В Лондоне явно еще не теряли надежды, что дело обойдется без занятия русскими войсками Дунайских княжеств. Написав 7 и 8 июня два послания Сеймуру, Кларендон пишет опять и все о том же. И подчеркивая в этом представленном документе слова, что англичане думали, будто миссия Меншикова касается только "святых мест" и обеспечения прав России от нарушений со стороны турецкого правительства, царь пишет на полях: "конечно, только это - и ничего более (rien assur que cela et rien de plus)"{31}.
Циркулярная нота Нессельроде от 30 мая (11 июня) 1853 г., возвещавшая о неминуемости вступления русской армии в Молдавию и Валахию, вызвала решительное усиление в Англии воинственных настроений. Бруннов продолжает успокаивать государя императора с обычным своим в этом деле усердием: "Я ожидаю яростных атак, которые со всех сторон будут направлены против нашей политики. Этот взрыв дурных страстей не будет иметь ничего для меня нового. Я снова готов противопоставить этой парламентской буре спокойствие и пренебрежение (le caime et le d которые император повелевает своим слугам с твердостью обнаруживать во всех тех случаях, когда на Россию нападают при помощи бессильных слов, которые никто не имеет храбрости поддержать против нее с оружием в руках"{32}.
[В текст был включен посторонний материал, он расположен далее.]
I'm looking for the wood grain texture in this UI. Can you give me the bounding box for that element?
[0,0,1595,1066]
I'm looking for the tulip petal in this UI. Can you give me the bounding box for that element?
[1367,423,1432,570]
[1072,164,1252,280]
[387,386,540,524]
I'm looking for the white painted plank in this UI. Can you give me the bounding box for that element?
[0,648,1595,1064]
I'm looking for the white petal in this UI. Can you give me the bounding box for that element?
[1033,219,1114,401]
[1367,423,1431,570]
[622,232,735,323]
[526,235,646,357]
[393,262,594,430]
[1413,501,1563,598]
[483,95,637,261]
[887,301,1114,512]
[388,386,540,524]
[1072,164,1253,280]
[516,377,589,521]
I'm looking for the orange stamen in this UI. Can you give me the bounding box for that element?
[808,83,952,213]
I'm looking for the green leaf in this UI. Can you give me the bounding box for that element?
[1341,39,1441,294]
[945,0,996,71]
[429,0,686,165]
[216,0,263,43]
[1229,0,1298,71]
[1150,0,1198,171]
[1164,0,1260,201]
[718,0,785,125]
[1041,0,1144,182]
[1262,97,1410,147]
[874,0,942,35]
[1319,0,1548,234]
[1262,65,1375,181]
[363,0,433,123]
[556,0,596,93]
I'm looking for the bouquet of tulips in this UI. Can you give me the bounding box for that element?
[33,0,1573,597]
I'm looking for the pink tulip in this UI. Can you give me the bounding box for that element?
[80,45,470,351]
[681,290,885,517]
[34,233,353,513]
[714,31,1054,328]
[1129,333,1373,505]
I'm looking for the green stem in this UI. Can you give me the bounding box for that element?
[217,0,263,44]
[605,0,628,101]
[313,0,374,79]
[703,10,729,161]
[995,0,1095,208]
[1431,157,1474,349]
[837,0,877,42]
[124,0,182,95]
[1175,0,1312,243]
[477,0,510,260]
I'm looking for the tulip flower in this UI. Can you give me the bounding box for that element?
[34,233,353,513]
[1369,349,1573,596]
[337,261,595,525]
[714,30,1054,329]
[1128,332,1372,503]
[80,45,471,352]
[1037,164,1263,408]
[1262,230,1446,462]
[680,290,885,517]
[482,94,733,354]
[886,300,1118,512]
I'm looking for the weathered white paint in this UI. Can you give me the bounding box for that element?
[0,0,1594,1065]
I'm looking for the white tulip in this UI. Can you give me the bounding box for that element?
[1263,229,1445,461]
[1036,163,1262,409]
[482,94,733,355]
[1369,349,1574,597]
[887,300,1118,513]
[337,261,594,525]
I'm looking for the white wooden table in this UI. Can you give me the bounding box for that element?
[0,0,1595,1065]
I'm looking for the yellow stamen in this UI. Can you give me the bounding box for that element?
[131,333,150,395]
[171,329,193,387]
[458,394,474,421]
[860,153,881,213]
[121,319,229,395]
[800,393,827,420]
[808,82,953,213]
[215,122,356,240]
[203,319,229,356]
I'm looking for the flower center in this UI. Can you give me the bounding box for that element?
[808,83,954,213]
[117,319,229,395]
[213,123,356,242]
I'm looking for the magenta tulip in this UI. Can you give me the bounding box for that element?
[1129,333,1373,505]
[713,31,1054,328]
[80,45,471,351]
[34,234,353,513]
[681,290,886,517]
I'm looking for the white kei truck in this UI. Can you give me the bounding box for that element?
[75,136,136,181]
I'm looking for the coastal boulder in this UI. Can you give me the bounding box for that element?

Пальмерстон повел в этот момент нападение на Эбердина и в недрах кабинета и в особенности в прессе, разумеется, не самолично, а через посредство Дизраэли, Клэнрикарда и других парламентских и внепарламентских деятелей и публицистов. Эбердина эти нападки тревожили, по существу, очень мало, потому что он вовсе и не думал принципиально расходиться с нападающими. Дело шло лишь о разногласиях касательно темпов английских выступлений в пользу Турции и против России. А в глазах Николая Эбердин оставался олицетворенным ручательством, что до войны с Англией дело не дойдет. Роковая роль, которую во всем этом подталкивании России к войне непроизвольно играл Бруннов, становилась все пагубнее и пагубнее с каждым днем, потому что с каждым его донесением крепла ложная уверенность Николая, что идея захвата части турецких владений и конечного раздела Турции все-таки не встретит сопротивления со стороны британского кабинета.